«Anche quegli uomini possono cambiare»

FELTRE . «La violenza genera dolore sicuramente in chi la riceve e in chi assiste, ma anche in chi la compie. Si adottano comportamenti violenti perché danno dei vantaggi immediati, ma sul lungo...

FELTRE . «La violenza genera dolore sicuramente in chi la riceve e in chi assiste, ma anche in chi la compie. Si adottano comportamenti violenti perché danno dei vantaggi immediati, ma sul lungo periodo generano un deserto interiore che porta all’autodistruzione, finendo per trascinare in questo annichilimento, fatto di odio e rancore, anche tutto il proprio mondo famigliare». E quando gli uomini maltrattanti si trovano soli e “nudi” di fronte a uno specchio muto, non sempre sono disposti a interrogarsi sulle responsabilità che hanno portato a queste condizioni, di solitudine e sofferenza.

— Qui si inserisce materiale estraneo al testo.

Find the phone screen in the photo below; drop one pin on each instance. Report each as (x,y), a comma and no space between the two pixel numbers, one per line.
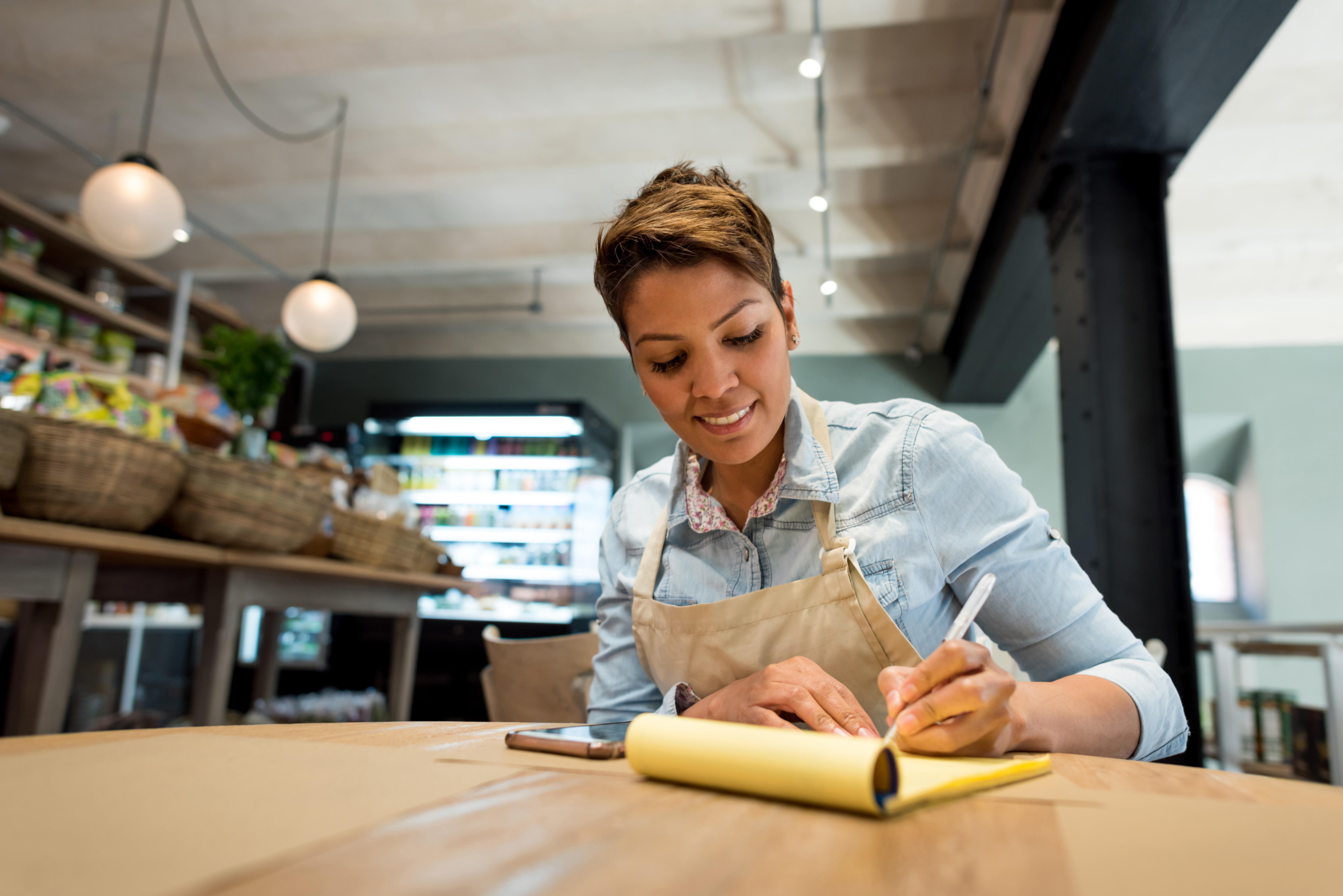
(610,733)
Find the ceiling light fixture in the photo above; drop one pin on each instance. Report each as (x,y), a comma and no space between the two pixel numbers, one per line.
(820,202)
(130,207)
(319,315)
(816,61)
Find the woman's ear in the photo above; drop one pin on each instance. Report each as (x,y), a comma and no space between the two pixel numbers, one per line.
(793,336)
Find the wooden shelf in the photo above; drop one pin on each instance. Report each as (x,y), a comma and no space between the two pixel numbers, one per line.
(86,362)
(72,249)
(34,285)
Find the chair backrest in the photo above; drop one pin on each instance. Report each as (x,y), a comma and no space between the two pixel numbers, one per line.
(538,679)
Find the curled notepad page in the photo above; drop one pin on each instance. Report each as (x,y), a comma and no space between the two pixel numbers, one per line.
(856,774)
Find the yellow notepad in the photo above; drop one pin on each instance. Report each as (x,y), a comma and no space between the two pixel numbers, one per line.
(857,774)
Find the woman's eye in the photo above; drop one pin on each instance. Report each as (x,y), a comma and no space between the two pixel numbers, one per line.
(746,340)
(667,367)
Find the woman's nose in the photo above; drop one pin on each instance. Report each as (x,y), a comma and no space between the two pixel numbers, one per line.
(715,375)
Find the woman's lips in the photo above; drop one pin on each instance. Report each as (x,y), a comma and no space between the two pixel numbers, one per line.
(728,424)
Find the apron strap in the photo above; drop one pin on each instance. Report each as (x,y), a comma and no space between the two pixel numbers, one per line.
(648,576)
(835,550)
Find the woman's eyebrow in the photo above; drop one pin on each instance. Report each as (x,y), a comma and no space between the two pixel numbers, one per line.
(672,338)
(730,315)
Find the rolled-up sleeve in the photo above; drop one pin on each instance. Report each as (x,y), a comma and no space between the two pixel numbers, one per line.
(1044,612)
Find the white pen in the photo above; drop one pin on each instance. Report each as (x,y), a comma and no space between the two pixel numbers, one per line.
(962,625)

Questo è quanto sostiene Michele Poli, presidente del Centro ascolto uomini maltrattanti a Ferrara, venuto a Feltre nell’ambito di un mercoledì della salute organizzato dall’Usl Dolomiti sul tema della violenza di genere. Il professionista però ha anche detto che di centri analoghi a quello che dirige in Emilia, vicini alla provincia di Belluno, ce ne sono.

Almeno quattro: il centro Ares di Bassano del Grappa, Cambiamento maschile di Montebelluna, Percorso antiviolenza per uomini di Trento e servizio Uomini maltrattanti di Padova.

In base alla sua esperienza, quanti uomini sono disposti a riconoscere di avere un problema, senza provvedimenti di ordine giudiziario, cioè senza mai aver mandato la compagna in pronto soccorso per percosse? «Al nostro centro sono arrivati nell’ultimo anno 24 uomini, solo 7 di questi era stato denunciato dalla partner al momento dell’ingresso e solo quattro di questi sette sono stati inviati dal Tribunale dei minori o mediante altre prescrizioni legate a percorsi giudiziari. Quindi un 70-80 per cento arriva spontaneamente. Gli uomini che fanno violenza spesso si rendono conto che hanno un problema relazionale, ma ancora poco si conoscono i nostri centri».

Quale può essere la strategia per intercettare e aiutare queste vittime di se stessi? «Non leggere come mostri questi uomini. Sono persone normali, spesso bene inserite nella società. È la società malata di maschilismo che genera uomini violenti, in prima battuta, non si tratta di problemi psicologici. Perciò occorre fare un lavoro che coinvolga la società tutto e la sua cultura in tutti i suoi aspetti: legali, economici, storici, linguistici, religiosi, scientifici. Occorre riflettere su cosa sono e come stanno cambiando le relazioni affettive, perché il rischio è ritrovarsi incapaci di gestire il cambiamento. Questo genera ansia e frustrazione soprattutto negli uomini abituati ad affidarsi ad un ruolo sociale sopravvalutato rispetto a quello femminile».

Tanto si parla di uomini violenti, poco si parla di quanto possano soffrire queste persone quando vengono lasciate, denunciate per molestie (anche morali), abbandonati anche dai figli che hanno potuto prendere le misure e le distanze da un padre tanto problematico. Come si possono aiutare? «Parliamo di circa un terzo della popolazione maschile secondo i dati Istat, quindi sono molti i presidi che dalle forze dell’ordine a quelli sanitari possono porre l’attenzione sul problema. Occorre però volerlo far emergere con determinazione, altrimenti la violenza viene rimossa o per connivenza culturale o per incapacità di affrontarla. L’importante è non concentrarsi sulla sofferenza di questi uomini se si vuole aiutarli, seppur tenendola presente, altrimenti finiamo per farli sentire delle vittime quando sono i carnefici. Invece, è focalizzandosi sulle azioni violente da loro compiute e sulla loro responsabilità, che possiamo portare l’idea che un cambiamento è possibile». (l.m.)